The first half ended with the Suite drawn from “Pulcinella” (1920) – Stravinsky’s discreet but invigorating reappraisal of seventeenth-century songs and dances (now known mostly not to be by Giovanni Pergolesi) that, almost by accident, set the agenda for his three decades of neo-classicism. Wisely avoiding the mistake of laminating a specious ‘authenticity’ onto this music, Oramo delivered a capable performance that, if just a touch stolid in ‘Sinfonia’, otherwise lacked little in elegance or style. The sequence from ‘Serenata’ through to ‘Andantino’ was seamlessly integrated, while woodwind phrasing in ‘Gavotta’ and its attendant Variations was a delight; nor did Oramo miss out on robust humour elsewhere, confirming his ease with this seminal fusion of the old and the new.

Sakari Oramo. Photograph: Adrian BurrowsAfter the interval, arrangements of pieces from Tchaikovsky’s The Sleeping Beauty. The programme-listing and programme-note differed as to content: what was heard were ‘Variation d’Aurore’ and the hardly more substantial ‘Entr’acte symphonique’ that Stravinsky provided for a 1921 London presentation by Ballets Russes (a pity his pithy 1941 orchestration of ‘Bluebird Pas-de-deux’ was not also included).
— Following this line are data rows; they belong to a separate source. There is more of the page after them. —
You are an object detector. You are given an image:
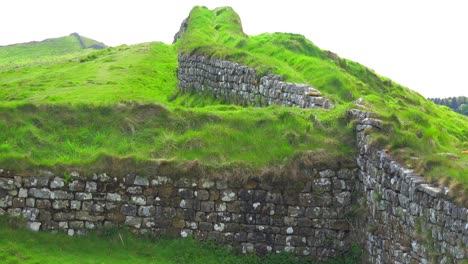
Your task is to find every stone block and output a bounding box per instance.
[50,177,65,189]
[130,195,146,205]
[28,188,50,199]
[75,192,93,201]
[200,201,215,213]
[106,193,122,202]
[50,190,73,200]
[125,216,142,228]
[127,186,143,194]
[68,180,85,192]
[85,181,97,193]
[120,204,137,216]
[52,200,69,210]
[138,205,156,217]
[133,175,149,186]
[194,190,210,201]
[70,200,81,210]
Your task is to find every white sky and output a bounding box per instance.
[0,0,468,97]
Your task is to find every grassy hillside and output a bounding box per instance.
[0,7,468,200]
[176,7,468,194]
[0,33,103,70]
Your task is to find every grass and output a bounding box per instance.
[0,216,360,264]
[176,7,468,192]
[0,7,468,194]
[0,40,353,177]
[0,35,100,70]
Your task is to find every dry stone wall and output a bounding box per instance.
[0,107,468,263]
[349,110,468,263]
[0,169,356,259]
[177,55,332,109]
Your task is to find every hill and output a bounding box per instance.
[0,7,468,198]
[428,96,468,116]
[176,7,468,188]
[0,33,106,69]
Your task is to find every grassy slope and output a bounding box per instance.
[0,7,468,194]
[177,7,468,193]
[0,35,102,70]
[0,43,353,175]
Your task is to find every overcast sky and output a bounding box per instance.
[0,0,468,97]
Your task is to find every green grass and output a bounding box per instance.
[176,7,468,192]
[0,216,360,264]
[0,7,468,197]
[0,35,99,70]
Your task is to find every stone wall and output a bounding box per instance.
[349,110,468,263]
[0,110,468,263]
[178,55,332,108]
[0,169,356,259]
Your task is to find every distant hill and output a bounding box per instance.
[0,33,106,69]
[429,96,468,116]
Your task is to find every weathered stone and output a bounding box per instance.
[69,221,84,229]
[28,188,50,199]
[75,211,104,222]
[50,177,65,189]
[25,198,36,207]
[18,188,28,198]
[81,201,93,212]
[133,175,149,186]
[125,216,142,228]
[200,201,215,213]
[70,200,81,210]
[36,176,49,187]
[52,200,69,210]
[221,190,237,202]
[85,181,97,193]
[106,193,122,202]
[130,195,146,205]
[54,212,75,221]
[177,188,194,199]
[120,204,137,216]
[27,222,41,232]
[50,190,73,200]
[75,193,93,201]
[194,190,210,201]
[68,180,85,192]
[138,205,156,217]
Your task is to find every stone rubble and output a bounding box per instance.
[177,55,333,109]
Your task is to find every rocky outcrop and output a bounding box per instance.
[177,55,332,109]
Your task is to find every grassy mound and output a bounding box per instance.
[0,33,104,70]
[176,7,468,188]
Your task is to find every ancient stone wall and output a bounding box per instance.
[0,110,468,263]
[349,110,468,263]
[0,169,356,259]
[178,55,332,108]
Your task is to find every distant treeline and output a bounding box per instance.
[428,96,468,116]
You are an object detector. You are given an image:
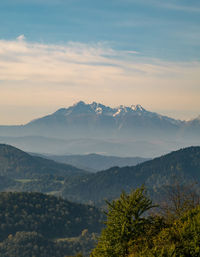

Following on, not too incongruously, came Monumentum pro Gesualdo di Venosa – the 1960 orchestration of three madrigals by the Venetian composer that breathes the asceticism of Stravinsky’s final creative decade and which were tellingly realised here.

Songs from Stravinsky’s ‘Russian’ period were yet the highlight of the evening – naïve folk-texts that take on a new dimension in such characterful settings. Thus the acerbic harmonies and scintillating rhythms of “Pribautki” (1914), the alluring poise of the winsome “Cat’s Cradle Songs” (1915); above all, and because the larger forces mean they are rarely encountered, Three Little Songs (1913) whose recollections of childhood are made the more acute in their 1930 orchestration. Lucy Schaufer did the honours in the first two sets and Claire Booth in the third, then the former returned for “Tilimbom” – a 1923 orchestration of the first song from another group which, with its over-ample texture andresulting imbalance between voice and ensemble, must be judged a rare failing on Stravinsky’s part.

Oramo then directed Ode (1943), the compact triptych commissioned by Serge Koussevitzky as a memorial to his wife. Whether the circumstances directed Stravinsky thoughts to his Symphonies of Wind Instruments, or whether it was that Koussevitzky’s premiere of that work was a notable disaster, Ode is a passive tribute even by the composer’s standards. Oramo seemed uninspired by the reticent opening ‘Eulogy’, but fairly galvanised the orchestra in a vibrant account of the horn-driven ‘Eclogue’ (a piece that is curiously redolent of Prokofiev, or should it be the other way round?), then steered a notably secure course through the evocative succession of verses and refrains that comprise the closing ‘Epitaph’. An anti-climactic way to round-off the concert, perhaps, yet given the decidedly miscellaneous nature of the programme as a whole, not an inappropriate one.